Le Page did not seem at all perturbed by his curt dismissal. He rose calmly and walked to the door. ‘Should you change your mind, Mr Hordern, you have my card. Good day.’

That night Cornelius Hordern lay awake in his bed, propped up on pillows, staring at the window opposite. He fought against sleep overtaking him. He wished to watch all night to see if the angel came again.

However, as the church clock in the distance chimed two o’clock, he began to lose his battle against drowsiness. His eyelids drooped and he slipped down under the covers into the warmth of the bed. Gradually he grew aware of the irrationality of the situation. What on earth was he doing? This whole business was all nonsense. The explanation was simple: he had dreamed up the angel. His grief had somehow stimulated his imagination and…

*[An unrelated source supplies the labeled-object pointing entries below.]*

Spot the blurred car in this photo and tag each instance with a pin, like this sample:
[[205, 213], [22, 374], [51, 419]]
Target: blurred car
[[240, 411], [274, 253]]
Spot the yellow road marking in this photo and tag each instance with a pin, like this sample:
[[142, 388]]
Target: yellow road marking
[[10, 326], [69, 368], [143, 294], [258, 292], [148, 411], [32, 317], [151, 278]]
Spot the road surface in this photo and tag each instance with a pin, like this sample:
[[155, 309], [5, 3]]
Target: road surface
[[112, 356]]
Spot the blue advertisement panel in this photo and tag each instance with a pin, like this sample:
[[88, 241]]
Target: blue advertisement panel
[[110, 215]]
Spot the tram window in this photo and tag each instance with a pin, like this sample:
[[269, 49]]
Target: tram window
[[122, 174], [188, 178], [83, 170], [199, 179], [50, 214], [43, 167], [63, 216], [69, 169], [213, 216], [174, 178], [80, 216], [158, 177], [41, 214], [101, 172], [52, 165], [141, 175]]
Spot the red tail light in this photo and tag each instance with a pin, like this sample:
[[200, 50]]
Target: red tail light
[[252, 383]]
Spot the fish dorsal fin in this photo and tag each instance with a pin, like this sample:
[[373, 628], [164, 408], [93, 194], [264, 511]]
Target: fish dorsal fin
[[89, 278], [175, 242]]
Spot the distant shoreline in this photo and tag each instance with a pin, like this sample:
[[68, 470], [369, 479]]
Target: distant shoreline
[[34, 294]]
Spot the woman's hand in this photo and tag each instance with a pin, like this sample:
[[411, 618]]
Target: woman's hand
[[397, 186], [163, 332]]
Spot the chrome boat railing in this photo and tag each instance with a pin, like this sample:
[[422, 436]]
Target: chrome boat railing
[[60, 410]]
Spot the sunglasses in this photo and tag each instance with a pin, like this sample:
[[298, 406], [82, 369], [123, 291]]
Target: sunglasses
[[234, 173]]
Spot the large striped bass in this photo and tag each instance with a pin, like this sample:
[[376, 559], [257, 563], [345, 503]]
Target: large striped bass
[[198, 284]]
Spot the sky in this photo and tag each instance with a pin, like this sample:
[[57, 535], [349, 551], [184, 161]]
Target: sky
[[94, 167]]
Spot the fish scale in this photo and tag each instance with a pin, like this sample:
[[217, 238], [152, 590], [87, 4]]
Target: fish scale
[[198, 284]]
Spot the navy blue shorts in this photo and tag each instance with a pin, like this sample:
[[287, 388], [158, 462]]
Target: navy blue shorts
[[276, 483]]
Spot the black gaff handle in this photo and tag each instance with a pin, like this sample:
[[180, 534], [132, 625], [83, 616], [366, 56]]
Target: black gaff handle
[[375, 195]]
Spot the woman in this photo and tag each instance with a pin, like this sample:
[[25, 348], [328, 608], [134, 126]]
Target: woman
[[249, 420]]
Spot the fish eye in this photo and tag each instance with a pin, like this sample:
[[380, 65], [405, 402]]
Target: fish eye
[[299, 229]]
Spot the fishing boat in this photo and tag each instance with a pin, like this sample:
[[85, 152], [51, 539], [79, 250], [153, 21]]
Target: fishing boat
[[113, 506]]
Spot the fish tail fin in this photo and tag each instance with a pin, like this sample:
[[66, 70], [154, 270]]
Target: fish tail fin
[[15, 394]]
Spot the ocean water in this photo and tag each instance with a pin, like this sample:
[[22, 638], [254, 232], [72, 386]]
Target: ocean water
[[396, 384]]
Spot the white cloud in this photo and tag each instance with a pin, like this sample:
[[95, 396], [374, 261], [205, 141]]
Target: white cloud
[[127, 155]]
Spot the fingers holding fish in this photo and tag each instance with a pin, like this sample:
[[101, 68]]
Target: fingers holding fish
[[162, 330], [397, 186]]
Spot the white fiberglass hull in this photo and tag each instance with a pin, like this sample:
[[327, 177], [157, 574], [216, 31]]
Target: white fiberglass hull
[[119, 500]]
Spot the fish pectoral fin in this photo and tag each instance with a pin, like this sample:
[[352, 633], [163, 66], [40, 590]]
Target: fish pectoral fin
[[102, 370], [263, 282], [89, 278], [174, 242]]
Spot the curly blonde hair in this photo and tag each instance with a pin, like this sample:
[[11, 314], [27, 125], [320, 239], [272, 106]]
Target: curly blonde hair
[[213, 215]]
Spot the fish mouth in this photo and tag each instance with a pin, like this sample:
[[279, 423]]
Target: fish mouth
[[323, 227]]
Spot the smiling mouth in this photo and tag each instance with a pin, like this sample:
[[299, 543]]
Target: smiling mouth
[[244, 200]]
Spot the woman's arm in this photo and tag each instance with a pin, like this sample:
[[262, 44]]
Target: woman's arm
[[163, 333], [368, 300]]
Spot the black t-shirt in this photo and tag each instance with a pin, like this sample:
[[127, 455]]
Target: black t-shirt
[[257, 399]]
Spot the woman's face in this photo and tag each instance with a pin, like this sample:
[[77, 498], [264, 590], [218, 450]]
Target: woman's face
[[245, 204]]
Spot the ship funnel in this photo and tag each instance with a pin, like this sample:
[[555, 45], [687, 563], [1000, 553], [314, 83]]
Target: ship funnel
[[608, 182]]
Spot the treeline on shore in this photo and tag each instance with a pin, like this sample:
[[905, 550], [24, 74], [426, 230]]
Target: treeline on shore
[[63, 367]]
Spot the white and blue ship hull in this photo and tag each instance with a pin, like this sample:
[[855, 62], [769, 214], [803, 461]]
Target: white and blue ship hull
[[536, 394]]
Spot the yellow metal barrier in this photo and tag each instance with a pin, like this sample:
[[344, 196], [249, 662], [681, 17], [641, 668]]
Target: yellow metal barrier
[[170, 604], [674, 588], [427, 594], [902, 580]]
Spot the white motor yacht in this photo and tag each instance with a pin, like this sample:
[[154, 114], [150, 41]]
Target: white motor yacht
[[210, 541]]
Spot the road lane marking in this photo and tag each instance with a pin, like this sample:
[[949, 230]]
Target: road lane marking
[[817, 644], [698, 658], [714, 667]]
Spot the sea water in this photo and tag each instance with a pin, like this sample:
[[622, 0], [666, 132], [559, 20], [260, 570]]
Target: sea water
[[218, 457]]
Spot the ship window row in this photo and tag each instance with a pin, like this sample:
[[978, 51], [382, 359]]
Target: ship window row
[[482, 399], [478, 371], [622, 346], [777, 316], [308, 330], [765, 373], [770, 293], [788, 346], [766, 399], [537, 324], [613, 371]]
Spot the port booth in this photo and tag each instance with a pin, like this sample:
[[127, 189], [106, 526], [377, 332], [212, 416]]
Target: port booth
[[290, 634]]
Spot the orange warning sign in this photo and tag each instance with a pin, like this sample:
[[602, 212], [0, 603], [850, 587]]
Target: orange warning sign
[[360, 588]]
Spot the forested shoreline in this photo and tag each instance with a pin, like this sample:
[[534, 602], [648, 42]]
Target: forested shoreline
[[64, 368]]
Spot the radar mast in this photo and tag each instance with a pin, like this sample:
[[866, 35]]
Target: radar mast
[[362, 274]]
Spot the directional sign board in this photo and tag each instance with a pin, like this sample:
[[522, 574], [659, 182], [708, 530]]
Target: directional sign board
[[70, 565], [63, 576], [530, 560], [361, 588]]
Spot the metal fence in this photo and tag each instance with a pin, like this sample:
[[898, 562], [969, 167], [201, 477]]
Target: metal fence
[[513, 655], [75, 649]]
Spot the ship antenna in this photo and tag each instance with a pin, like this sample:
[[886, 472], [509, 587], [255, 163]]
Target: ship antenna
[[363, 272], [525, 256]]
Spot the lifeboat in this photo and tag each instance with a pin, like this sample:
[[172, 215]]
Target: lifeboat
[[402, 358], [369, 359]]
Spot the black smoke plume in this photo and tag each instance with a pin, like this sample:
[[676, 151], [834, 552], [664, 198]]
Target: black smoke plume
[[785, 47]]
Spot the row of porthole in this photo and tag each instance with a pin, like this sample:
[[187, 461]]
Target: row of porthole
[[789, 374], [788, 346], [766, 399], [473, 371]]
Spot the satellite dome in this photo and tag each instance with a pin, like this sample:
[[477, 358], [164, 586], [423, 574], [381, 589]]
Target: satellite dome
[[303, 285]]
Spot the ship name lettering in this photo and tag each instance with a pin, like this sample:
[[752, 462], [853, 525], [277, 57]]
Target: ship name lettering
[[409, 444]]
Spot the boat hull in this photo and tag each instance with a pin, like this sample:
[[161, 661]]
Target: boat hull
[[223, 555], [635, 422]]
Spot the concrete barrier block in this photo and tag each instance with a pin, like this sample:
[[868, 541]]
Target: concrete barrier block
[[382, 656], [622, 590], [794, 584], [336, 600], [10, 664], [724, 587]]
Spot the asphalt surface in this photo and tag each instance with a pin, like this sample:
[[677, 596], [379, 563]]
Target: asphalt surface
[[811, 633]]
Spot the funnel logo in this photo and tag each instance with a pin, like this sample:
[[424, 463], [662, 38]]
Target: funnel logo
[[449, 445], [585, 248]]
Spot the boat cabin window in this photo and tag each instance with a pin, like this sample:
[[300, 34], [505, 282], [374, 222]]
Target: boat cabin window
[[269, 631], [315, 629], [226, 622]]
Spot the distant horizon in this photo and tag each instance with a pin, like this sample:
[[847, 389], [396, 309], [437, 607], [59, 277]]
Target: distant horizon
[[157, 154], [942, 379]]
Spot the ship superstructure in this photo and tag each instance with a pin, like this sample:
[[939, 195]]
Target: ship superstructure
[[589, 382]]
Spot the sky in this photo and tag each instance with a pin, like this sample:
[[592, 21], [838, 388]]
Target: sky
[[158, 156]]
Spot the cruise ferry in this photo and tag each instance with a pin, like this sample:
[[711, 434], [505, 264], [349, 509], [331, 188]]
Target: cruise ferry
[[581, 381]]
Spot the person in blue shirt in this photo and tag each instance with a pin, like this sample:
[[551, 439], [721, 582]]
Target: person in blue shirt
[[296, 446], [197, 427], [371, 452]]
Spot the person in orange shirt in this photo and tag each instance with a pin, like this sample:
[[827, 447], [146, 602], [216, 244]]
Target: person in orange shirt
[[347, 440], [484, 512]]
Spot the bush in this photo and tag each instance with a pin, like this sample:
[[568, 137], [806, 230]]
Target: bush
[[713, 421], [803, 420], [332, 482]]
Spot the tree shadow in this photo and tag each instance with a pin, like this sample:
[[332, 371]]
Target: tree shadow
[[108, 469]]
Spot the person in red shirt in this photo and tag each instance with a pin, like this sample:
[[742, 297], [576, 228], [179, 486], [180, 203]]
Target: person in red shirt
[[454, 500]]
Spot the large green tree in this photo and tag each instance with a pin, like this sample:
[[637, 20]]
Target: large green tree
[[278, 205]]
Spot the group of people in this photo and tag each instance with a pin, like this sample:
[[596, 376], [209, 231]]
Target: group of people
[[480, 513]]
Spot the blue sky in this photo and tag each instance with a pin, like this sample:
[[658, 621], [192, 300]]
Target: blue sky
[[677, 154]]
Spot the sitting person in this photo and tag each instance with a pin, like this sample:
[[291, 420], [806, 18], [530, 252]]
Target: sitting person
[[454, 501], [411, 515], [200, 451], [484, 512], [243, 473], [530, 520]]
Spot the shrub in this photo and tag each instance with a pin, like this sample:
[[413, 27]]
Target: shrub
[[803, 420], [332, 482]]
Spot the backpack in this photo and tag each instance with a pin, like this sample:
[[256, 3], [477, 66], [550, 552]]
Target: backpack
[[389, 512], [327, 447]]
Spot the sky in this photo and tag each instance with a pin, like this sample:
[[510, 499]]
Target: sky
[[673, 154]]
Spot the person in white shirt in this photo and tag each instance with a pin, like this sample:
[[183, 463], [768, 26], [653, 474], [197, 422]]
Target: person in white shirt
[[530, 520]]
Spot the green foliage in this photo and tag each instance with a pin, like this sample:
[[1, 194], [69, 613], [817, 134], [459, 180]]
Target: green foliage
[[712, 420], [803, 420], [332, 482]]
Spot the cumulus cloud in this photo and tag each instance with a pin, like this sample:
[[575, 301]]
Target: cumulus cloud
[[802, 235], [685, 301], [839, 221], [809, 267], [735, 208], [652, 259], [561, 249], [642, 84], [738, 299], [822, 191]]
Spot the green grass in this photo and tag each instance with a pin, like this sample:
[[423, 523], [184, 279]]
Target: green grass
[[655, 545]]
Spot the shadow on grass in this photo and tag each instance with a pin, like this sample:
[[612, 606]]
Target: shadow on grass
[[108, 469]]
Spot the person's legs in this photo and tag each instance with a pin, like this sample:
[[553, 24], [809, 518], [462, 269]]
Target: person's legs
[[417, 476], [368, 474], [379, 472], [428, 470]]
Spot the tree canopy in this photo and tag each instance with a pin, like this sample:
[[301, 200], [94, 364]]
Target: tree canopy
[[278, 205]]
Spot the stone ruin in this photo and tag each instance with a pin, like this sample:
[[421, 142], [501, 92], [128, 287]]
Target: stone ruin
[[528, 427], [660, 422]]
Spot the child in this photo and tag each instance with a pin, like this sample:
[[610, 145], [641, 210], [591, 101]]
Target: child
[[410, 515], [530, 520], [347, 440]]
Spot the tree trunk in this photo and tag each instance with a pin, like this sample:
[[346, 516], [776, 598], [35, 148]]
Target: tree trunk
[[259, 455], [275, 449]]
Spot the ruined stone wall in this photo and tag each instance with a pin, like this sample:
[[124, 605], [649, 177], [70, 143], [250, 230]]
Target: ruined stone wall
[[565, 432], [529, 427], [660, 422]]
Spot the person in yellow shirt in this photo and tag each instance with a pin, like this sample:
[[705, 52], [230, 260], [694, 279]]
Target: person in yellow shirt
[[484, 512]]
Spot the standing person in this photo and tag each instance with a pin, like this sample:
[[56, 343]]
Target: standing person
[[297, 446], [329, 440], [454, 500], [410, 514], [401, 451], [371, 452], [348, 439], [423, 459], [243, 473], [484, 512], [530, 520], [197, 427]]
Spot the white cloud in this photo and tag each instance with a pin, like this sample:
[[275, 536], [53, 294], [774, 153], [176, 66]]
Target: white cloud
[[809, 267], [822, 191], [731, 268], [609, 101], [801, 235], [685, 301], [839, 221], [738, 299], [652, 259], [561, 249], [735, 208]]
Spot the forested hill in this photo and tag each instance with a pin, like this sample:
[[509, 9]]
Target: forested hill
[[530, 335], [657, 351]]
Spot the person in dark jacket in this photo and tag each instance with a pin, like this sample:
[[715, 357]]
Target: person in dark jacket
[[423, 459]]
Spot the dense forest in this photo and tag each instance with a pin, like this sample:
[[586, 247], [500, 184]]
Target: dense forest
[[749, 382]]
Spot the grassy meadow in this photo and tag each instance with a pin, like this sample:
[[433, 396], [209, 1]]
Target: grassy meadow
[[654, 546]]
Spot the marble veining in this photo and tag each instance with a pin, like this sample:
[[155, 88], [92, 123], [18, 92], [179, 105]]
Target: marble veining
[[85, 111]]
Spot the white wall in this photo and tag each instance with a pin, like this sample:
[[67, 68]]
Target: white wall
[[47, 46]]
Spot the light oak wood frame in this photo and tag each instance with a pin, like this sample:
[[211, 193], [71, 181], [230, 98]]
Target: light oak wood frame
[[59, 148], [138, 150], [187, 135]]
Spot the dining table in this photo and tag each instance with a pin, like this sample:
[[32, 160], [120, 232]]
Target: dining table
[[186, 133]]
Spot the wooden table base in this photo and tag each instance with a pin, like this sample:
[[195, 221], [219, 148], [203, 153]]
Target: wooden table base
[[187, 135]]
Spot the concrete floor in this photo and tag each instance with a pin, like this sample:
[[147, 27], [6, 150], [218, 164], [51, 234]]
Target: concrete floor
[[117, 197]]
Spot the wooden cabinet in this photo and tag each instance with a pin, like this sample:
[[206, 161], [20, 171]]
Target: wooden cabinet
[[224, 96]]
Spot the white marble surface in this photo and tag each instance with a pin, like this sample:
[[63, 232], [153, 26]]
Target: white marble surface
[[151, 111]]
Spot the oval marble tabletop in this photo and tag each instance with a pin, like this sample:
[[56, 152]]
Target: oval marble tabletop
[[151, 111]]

Suddenly, he heard his name. A faint, thin voice calling softly on the air. It was repeated three times.

‘Yes,’ he found himself replying to the darkness.

Almost on the instant he spoke, a light filtered into the room. The angel had appeared once more, exactly as it had done the previous night. It was a shimmering image seen through the darkened pane of the window, its arms spread wide in an act of supplication.

‘Sarah!’ Cornelius Hordern yelled. ‘Sarah, for God’s sake, come here!’ He pulled back the covers, stumbled from the bed and called out his daughter’s name again, his eyes never leaving the flickering vision.

Within
seconds, Sarah burst into her father’s bedroom, a dressing gown hastily pulled around her thick calico nightgown.

‘What is it, Father?’ she cried. ‘Are you ill?’

‘Look,’ he said, pointing at the window.

Bewildered, the young woman did as her father instructed and then gave a gasp of terror, for she too saw the visiting angel.

And then in an instant the apparition disappeared, vanished into the blackness of the night.